Segundo as bilinas, Dobrínia Nikititch (à esquerda) e Aliôcha Popovitch (à direita) lutaram contra serpentes malignas: Dobrínia luta contra a Zmei Gorinitch, enquanto Aliôcha, contra Tugarin Zmei. Os dois protegem o povo russo e são irmãos. Ambos os bogatires também são descritos como cultos: Dobrínia fala 12 idiomas e Aliôcha toca gusli, uma espécie de cítara eslava (na pintura, pode-se ver o gusli pendurado nas costas de Aliôcha, à direita).
O acadêmico Ivan Pavlov, Nobel de Fisiologia e Medicina, que era especialista não apenas em fisiologia humana, mas também um colecionador de arte, caracterizou o quadro da seguinte forma: “Vasnetsov descreveu lindamente os três temperamentos. Iliá Muromets é reservado, lento para se levantar, ele olha para o inimigo apenas para seguir em frente. Dobrínia Nikititch é impulsivo, avança sem pensar e vai direto para a batalha. Aliôcha Popovitch já percebeu tudo, sabe que há perigo e está pensando na melhor forma de contorná-lo”.
Como surgiu a ideia da pintura
Vasnetsov fez os primeiros esboços da futura pintura na década de 1870. Uma inspiração inesperada veio a ele na oficina de seu colega e famoso pintor russo Vassíli Polenov.
A maioria dos artistas contemporâneos de Vasnetsov no final do século 19 preferia criar obras dedicadas às cenas da vida dos camponeses. Vasnetsov, porém, só se dedicava à ilustração de contos folclóricos russos. Depois de se formar na Academia de Artes, ele se mudou para Moscou. Junto com outros artistas, Vasnetsov viajou para a propriedade de Abramtsevo, nos arredores da cidade, para visitar o filantropo e empresário Savva Mámontov. Este apoiava jovens pintores, ofereceu abrigo a Vasnetsov e lhe deu total liberdade criativa. Foi em Abramtsevo que Vasnetsov viu e esboçou o campo que serviu de pano de fundo para “Os Bogatires”.

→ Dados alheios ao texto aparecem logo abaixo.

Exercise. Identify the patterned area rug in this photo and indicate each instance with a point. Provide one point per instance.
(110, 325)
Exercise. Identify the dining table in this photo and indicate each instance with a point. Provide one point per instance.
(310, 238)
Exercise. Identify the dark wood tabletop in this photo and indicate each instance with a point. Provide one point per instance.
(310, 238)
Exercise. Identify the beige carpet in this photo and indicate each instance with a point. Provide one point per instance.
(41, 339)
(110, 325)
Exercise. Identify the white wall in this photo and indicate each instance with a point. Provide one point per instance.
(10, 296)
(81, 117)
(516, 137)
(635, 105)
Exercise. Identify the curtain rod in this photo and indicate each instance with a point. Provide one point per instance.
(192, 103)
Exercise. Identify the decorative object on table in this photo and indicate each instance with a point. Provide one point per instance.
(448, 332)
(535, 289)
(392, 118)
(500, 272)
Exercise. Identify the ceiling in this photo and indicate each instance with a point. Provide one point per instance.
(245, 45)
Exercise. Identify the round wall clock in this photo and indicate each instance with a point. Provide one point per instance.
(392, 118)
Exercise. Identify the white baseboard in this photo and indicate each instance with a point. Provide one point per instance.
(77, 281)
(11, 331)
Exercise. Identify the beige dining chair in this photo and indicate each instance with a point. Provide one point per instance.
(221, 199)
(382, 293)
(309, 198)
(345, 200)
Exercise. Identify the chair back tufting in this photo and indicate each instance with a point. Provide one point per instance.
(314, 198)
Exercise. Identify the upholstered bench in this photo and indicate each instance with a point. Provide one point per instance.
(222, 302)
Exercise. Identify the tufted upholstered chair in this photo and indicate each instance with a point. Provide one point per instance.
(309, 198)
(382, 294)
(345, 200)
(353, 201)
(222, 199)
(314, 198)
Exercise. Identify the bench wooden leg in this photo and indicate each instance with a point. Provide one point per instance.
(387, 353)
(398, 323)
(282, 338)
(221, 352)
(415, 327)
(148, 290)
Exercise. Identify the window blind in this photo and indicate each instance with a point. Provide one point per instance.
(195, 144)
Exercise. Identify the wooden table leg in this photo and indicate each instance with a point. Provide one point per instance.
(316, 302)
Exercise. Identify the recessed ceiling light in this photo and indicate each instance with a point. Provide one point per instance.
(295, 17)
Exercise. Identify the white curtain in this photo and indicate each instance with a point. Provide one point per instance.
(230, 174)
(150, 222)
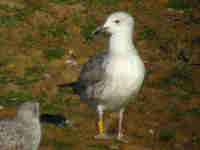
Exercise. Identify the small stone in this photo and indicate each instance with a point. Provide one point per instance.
(70, 61)
(1, 107)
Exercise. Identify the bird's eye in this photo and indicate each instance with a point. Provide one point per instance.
(117, 21)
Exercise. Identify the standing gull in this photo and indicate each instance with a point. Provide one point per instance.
(24, 131)
(110, 80)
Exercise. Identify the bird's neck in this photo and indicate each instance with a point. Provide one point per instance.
(121, 44)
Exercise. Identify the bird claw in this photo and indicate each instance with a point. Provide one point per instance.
(120, 138)
(103, 136)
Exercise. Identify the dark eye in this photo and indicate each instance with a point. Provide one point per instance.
(117, 21)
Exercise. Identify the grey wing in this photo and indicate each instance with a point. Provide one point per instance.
(93, 71)
(10, 137)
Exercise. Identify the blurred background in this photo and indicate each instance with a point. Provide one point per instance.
(46, 42)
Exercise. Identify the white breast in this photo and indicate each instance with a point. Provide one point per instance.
(125, 77)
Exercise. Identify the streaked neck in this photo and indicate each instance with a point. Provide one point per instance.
(121, 43)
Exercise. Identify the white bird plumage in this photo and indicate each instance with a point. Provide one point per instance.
(24, 131)
(110, 80)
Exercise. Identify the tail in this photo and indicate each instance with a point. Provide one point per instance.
(72, 84)
(76, 86)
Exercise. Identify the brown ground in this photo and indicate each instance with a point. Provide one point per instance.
(42, 35)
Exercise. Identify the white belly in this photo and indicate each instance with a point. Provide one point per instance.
(125, 77)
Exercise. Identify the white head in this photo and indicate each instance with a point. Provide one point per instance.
(118, 22)
(28, 112)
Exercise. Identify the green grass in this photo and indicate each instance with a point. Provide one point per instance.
(10, 21)
(6, 61)
(148, 34)
(14, 98)
(54, 30)
(180, 4)
(166, 134)
(56, 52)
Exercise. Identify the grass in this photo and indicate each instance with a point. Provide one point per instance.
(148, 34)
(43, 39)
(14, 97)
(180, 4)
(56, 52)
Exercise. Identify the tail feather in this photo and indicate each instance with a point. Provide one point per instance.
(76, 86)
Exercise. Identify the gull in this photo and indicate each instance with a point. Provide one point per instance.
(24, 131)
(112, 79)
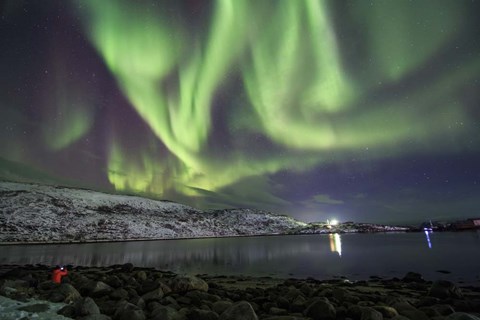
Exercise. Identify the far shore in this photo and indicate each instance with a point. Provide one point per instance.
(7, 243)
(119, 291)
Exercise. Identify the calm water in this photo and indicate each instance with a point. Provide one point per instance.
(356, 256)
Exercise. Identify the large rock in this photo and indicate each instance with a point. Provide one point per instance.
(119, 294)
(97, 289)
(241, 310)
(86, 306)
(188, 283)
(444, 289)
(155, 295)
(370, 314)
(128, 311)
(69, 293)
(413, 277)
(220, 306)
(321, 310)
(387, 312)
(462, 316)
(409, 311)
(199, 314)
(95, 317)
(166, 313)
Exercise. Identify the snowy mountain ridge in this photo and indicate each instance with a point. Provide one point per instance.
(42, 213)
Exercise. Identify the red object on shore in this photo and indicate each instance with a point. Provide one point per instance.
(58, 274)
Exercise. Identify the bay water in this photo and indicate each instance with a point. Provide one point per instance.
(453, 256)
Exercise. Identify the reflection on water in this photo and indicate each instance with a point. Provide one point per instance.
(427, 235)
(335, 243)
(356, 256)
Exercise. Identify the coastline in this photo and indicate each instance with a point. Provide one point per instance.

Foi na propriedade de Mámontov que se deu parte significativa dos trabalhos na pintura. Para essa obra enorme — de 3 metros por 4 metros —, o celeiro foi convertido em oficina para Vasnetsov. Acredita-se que os traços do rosto de Aliôcha Popovitch se assemelhem aos do filho de Savva Mámontov, Andrei.

Por que demorou tanto para pintar o quadro?
Vasnetsov considerava essa pintura seu “dever criativo, uma obrigação para com seu povo nativo”. Porém, o trabalho durou quase 20 anos. Houve longas pausas, Vasnetsov pintou a Catedral de Vladimir em Kiev ou se distraiu com outras encomendas.

Durante esse período, Vasnetsov desenhou bogatires e cavalos felpudos em outras obras, como “O Cavaleiro na Encruzilhada” (1882) e “Após a Batalha de Igor Sviatoslavich com os Polovtsianos” (1880).

Simultaneamente, Vasnetsov fez inúmeros esboços de cota de malha, cavalos e paisagens para “Os Bogatires”. Tentando encontrar as melhores expressões faciais para seus personagens, pintou ao vivo uma grande variedade de pessoas comuns. O mais difícil foi encontrar alguém para ser o protótipo de Iliá Muromets. Vasnetsov desenhou um ferreiro em Abramtsevo, um cocheiro em Moscou, e um camponês da região da cidade de Vladimir, Ivan Petrov.

A ideia de Vasnetsov não era apenas criar uma “ilustração de livro” em grande escala, mas que, sobretudo, incorporasse verdadeiramente as imagens folclóricas.